Тогда вырвала руку, оттолкнула его. Погрозилась пальцем и прошептала:
— Это ты брось…
Стояли друг от друга поодаль. Алексею хотелось крикнуть так громко, чтобы слышали все, но о чем крикнуть, не знал. Повернулся и, не оглядываясь, пошел один. Дарья видела удаляющуюся спину Алексея, равномерную раскачку плеч, и ей стало тоскливо, захотелось вернуть его, походить с ним еще, поговорить, но… боялась этой дрожи, этого страшного трепета жарких рук. И к ужасу заметила, что у самой — от испугу, что ли, — дрожат ноги и необыкновенная тяжесть во всем теле.
— Алеша!
— Ну!
— Ты… уходишь?
— Да! — резко отозвался он.
— Иди, иди… Не спотыкнись.
И обидчиво рассмеялась.
— Хорош! Я прогуляться с ним пошла, а он меня в переулке волкам на съедение оставил.
Помолчав, как-то по-особенному, таинственно окликнула:
— Подь-ка…
Алексей вернулся, взял ее за руку, и она пошла туда, куда ее повел.
… Утром встал поздно. Слегка кружилась голова, тонко ощущался острый и чужой запах пота. На белой наволочке подушки, изогнувшись, лежал тонкий черный волос.
В дверь просунулось лицо Петьки. Он долго смотрел на Алексея, потом пытливо спросил:
— Ты ничего не знаешь?
— Нет, — испугался Алексей.
— Эх, соня!
— А что?
— Землемеры приехали!
… Артельщики сортировали рожь на семена. Крупное, отборное зерно тяжело ложилось на торпище. Егор проверял сошники у сеялок, регулировал выбросную шестеренку. Кривой Сема брал отсортированную рожь на ладонь, встряхивал и тяжело вздыхал.
— Ты что? — спросил Ефимка, вертя сортировку.
— Жалко. Само чолышко [3] и на семена.
— А по-твоему охвостьем [4] засеять? Засеешь хорошим, и получишь хорошее. Погляди, сколько вниз дохлого зерна отошло.
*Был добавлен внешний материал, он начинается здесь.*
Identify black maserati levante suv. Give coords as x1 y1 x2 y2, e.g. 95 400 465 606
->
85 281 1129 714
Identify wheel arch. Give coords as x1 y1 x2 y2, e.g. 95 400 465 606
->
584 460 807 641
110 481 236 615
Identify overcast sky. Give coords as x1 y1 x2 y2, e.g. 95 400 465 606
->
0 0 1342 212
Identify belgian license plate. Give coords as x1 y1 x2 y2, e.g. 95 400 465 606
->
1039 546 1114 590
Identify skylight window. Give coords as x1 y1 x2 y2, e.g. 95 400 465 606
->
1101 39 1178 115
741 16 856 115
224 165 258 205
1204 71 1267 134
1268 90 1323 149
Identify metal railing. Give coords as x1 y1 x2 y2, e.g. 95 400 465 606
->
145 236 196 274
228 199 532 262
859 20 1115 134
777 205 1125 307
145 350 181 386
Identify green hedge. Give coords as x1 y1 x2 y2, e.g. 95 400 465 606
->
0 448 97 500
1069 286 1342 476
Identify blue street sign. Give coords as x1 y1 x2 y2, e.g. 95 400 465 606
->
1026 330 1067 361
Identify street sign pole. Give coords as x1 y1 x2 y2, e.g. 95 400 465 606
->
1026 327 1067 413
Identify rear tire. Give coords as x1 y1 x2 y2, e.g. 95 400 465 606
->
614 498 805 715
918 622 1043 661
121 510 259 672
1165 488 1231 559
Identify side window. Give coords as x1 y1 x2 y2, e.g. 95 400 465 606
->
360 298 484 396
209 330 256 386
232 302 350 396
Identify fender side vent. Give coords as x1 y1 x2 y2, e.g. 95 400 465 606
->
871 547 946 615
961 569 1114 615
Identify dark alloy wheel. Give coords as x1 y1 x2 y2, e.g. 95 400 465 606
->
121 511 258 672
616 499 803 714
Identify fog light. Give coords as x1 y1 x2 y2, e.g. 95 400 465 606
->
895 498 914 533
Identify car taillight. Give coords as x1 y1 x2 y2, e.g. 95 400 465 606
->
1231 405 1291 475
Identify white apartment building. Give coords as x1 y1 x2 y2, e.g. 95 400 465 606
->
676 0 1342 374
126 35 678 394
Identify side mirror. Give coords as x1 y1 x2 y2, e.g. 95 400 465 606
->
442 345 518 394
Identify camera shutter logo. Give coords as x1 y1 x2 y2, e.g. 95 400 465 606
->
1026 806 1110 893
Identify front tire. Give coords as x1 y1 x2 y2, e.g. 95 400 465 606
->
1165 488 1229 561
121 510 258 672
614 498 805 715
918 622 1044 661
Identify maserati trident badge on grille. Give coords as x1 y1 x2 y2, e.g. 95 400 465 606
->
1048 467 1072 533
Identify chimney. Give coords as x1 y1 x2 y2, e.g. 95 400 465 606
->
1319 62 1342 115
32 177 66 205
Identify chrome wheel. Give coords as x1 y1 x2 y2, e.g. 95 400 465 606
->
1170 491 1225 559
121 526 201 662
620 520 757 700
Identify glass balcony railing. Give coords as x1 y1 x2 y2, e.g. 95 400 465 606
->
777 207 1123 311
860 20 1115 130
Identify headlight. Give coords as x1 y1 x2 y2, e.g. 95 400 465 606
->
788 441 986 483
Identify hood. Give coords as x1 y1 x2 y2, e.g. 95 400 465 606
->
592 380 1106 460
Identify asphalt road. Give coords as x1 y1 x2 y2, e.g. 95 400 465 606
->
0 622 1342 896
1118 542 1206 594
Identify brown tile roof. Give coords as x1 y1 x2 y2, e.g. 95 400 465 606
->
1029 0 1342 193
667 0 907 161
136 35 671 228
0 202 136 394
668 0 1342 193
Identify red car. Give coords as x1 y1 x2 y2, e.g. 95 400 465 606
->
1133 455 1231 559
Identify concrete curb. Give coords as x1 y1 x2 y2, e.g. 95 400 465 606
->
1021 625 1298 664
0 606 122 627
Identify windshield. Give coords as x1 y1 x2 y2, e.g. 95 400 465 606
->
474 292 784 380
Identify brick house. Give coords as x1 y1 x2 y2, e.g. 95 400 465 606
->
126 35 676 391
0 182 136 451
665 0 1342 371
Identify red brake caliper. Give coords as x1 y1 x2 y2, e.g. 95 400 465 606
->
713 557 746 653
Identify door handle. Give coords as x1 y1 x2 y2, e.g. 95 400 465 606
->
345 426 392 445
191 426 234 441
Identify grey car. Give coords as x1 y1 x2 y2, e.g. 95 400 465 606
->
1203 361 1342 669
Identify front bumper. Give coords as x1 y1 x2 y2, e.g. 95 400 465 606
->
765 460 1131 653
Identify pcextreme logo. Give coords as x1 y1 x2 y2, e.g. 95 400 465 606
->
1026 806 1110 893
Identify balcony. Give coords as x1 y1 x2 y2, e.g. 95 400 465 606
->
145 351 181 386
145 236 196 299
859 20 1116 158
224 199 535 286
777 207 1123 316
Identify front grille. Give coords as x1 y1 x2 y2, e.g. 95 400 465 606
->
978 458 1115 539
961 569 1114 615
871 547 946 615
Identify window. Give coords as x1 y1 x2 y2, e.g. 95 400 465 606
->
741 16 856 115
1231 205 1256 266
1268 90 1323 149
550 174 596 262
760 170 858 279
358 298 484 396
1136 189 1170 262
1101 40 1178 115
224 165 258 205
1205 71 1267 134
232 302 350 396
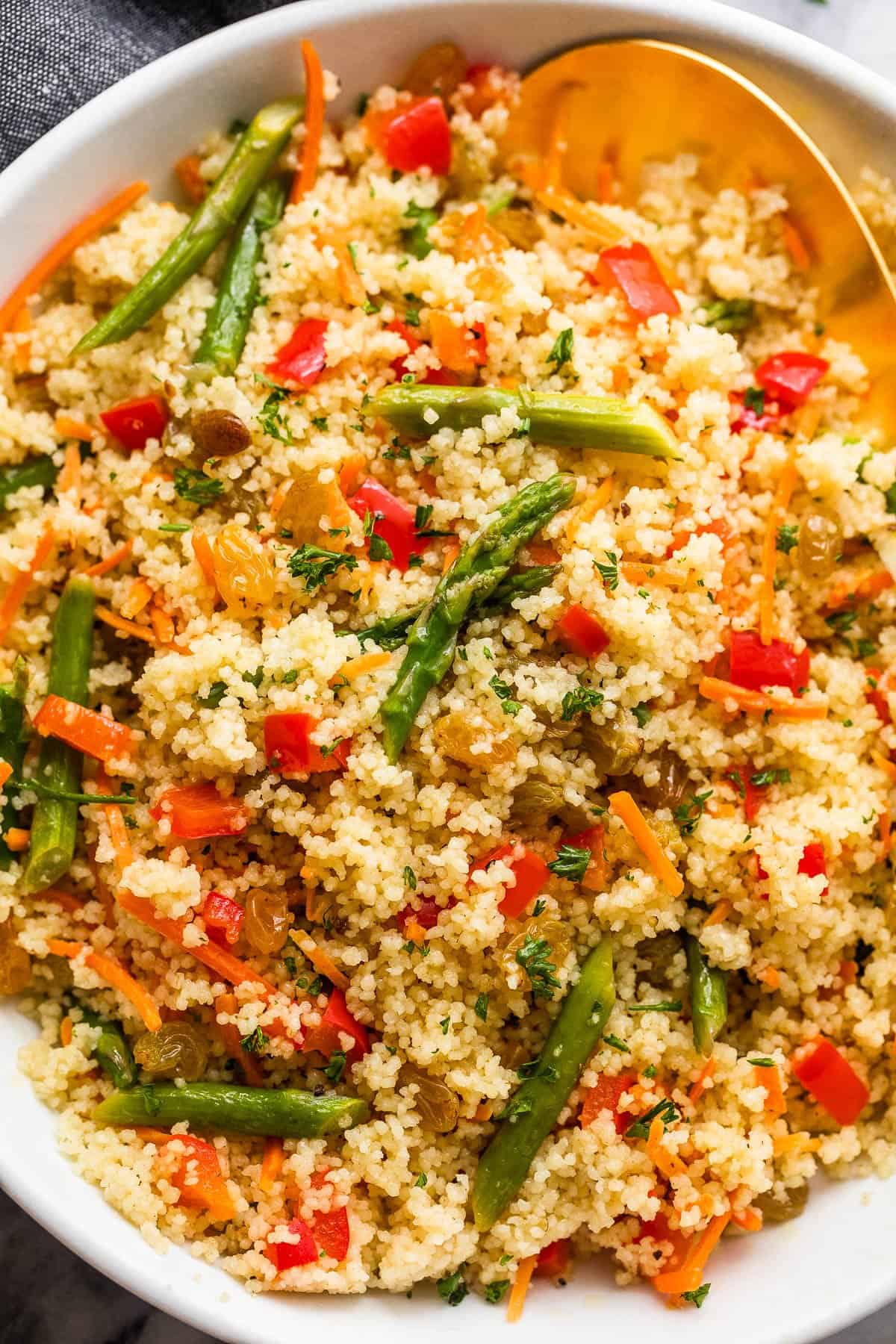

Дробно стучал «триумф», вскидывал непокорными космами Ефимка, засыпал рожь кривой Сема.
… А вдоль гумен, окруженные толпой ребятишек, ходили землеустроители. Впереди, на далеком расстоянии, виднелся мужик, державший высокий шест с белым, трепыхающимся флажком. На него направлял трубу теодолита молодой парень в комсомольском костюме и то махал, чтобы мужик двинулся вправо, то показывал рукой влево.
3
Чолышко — крупное, головное зерно.
4
Охвостье — мелкое, легкое, отлетающее в «хвост» зерно.
— Лента, пошел! — кричал ом двум мужикам, тащившим за собой десятиметровую металлическую ленту.
— Сколько у тебя? — обращался к мужику, собиравшему колышки.
— Девять, Иван Семеныч.
— Девяносто.
Старший производитель работ, а с ним Лобачев, Митенька и другие мужики шли сзади. Митенька оживленно что-то рассказывал и то и дело подбегал к землеустроителю-комсомольцу, пробовал заглянуть в его записную тетрадь, пялился на мужика с флажком и, наконец, попросил:
— Дай-ка мне поглядеть в трубу.
— Пожалуйста, смотрите!
Митенька сожмурил левый глаз, прицелился, долго смотрел и расхохотался.
— Ты что? — спросили его подошедшие мужики.
— Он там с вешкой-то вверх ногами стоит.
— Только это и увидел?
— Больше ничего, — ухмыльнулся Митенька.
Артель уполномоченными к землеустроителям назначила Алексея с Петькой, но они, узнав, что работа пока шла подготовительная, не ходили с ними. Только когда землеустроители произвели обмеры и подсчитали все количество надельной и усадебной земли, установили разверсточную единицу, возле дома Лобачева было созвано общее собрание.